Par Yves Hébert, intervenant en soins spirituels – 1 août 2018
CISSS du Bas-Saint-Laurent
Je l’avais remarqué en me rendant dans une autre chambre. Il était seul dans sa chambre, assis au fauteuil, la tête baissée et appuyée sur son bras, le regard pensif. Ce sont souvent des indices d’une personne qui vit quelque chose d’intense à l’intérieur.
Quand j’ai pu m’introduire auprès de lui, il a été d’abord hésitant à me rencontrer, non qu’il ait quelque chose contre la spiritualité, mais il n’avait pas vraiment le goût de parler, « avec ce que je vis… », m’a-t-il seulement laissé entendre. Sans insister, j’ai simplement ajouté : « Ce n’est pas facile… », sur un ton à la fois empathique et interrogateur.
Cette petite phrase va suffire pour qu’il commence à s’ouvrir sur son expérience : rien de bien grave, pas de nouvelles catastrophiques, seulement un trouble mineur qui est en bonne voie de guérison, mais une prise de conscience qu’il avance en âge, que sa santé décline peu à peu et que ses plus belles années sont sans doute derrière lui.
Je l’accompagne dans son partage d’expérience, je parle peu, à part quelques questions pour l’aider à exprimer ce qu’il ressent. Je suis toujours debout, car il n’a pas encore accepté officiellement ma présence, même si la conversation est déjà bien engagée. Mais je me suis approché de lui. Au bout d’un moment, il m’offre de m’asseoir, ce que je m’empresse de faire pour montrer mon intérêt à être à son écoute et le remercier de sa confiance.
Je continue de favoriser l’expression de son vécu, en élargissant le panorama : le lieu où il vit, le métier qu’il a exercé, les personnes qui l’entourent. Au fil de la conversation, il en vient à parler de sa petite-fille qui demeure à côté de chez lui. Une petite bonne femme de quatre ans qui est attachée à son grand-père et qui le suit partout où il va, dans son garage, au jardin, au bureau de poste, etc.
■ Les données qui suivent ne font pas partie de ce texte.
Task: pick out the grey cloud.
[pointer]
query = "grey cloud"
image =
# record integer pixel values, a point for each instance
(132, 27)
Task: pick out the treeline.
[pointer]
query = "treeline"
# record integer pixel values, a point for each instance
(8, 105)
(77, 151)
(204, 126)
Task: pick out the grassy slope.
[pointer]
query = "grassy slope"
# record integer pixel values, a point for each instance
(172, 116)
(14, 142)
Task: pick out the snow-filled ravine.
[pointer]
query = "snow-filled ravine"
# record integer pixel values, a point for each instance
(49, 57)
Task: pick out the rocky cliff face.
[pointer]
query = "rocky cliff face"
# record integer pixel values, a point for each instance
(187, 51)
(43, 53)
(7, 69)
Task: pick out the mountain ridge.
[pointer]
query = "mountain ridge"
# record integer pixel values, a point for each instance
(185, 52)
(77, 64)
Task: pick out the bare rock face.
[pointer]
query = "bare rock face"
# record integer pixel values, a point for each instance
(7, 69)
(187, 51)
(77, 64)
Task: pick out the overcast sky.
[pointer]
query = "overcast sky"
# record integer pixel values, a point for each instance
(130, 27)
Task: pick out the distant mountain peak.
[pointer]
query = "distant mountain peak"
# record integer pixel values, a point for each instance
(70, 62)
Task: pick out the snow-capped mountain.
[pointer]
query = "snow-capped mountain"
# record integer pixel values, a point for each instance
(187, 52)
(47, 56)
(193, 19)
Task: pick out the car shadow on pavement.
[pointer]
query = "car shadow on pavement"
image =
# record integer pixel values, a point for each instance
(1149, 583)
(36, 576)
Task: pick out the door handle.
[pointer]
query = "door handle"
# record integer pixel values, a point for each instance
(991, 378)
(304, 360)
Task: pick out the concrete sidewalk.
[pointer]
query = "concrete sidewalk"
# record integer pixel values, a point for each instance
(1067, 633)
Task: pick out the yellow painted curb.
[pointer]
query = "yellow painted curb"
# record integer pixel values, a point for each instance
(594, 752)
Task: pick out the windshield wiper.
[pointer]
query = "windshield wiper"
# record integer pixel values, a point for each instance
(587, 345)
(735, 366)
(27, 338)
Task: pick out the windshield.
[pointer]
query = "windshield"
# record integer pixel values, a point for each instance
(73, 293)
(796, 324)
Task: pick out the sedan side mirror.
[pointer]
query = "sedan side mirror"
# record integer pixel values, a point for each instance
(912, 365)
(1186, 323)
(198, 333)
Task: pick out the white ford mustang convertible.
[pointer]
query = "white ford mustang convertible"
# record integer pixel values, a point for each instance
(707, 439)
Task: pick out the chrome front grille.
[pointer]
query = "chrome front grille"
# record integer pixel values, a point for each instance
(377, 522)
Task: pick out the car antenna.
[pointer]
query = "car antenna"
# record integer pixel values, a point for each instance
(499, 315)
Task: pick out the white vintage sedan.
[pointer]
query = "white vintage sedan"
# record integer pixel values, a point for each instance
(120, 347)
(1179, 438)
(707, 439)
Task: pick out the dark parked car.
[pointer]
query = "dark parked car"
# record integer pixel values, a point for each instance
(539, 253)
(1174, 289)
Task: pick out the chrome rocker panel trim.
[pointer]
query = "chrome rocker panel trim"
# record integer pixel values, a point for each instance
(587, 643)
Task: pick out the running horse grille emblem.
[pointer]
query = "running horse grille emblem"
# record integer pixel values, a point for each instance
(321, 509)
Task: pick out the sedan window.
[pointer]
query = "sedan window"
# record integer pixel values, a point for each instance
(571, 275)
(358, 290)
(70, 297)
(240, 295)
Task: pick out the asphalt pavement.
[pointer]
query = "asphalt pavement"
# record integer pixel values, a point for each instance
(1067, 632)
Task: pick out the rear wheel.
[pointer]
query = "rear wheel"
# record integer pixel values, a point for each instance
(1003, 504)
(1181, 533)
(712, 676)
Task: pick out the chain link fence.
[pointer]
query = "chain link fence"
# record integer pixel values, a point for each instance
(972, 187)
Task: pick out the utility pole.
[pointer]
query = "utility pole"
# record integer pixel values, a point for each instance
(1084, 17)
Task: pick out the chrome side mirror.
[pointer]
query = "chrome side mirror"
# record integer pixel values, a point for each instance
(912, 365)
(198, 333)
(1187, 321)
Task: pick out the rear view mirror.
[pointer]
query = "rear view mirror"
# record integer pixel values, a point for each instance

Une conversation qui peut sembler anodine et peu « spirituelle ». Et pourtant, il est en train de se passer quelque chose. Pendant qu’il me raconte les répliques et les finesses de sa petite-fille, ses yeux deviennent brillants et son visage souriant. Nous sommes en train de toucher un aspect de sa vie qui le rend vivant. Car oui, le vieillissement apporte son lot d’inconvénients et de pertes, mais il lui apporte aussi cette chance unique d’une relation privilégiée avec une petite-fille.
Je vois à ce que la conversation reste longtemps sur ce sujet afin de permettre à mon interlocuteur de s’abreuver à cette source de réconfort. Au terme de l’intervention, son visage est paisible et il me remercie pour la rencontre : « Ça m’a fait du bien de vous parler. Revenez n’importe quand. » La grâce, ce jour-là, a pris le visage d’une fillette de quatre ans.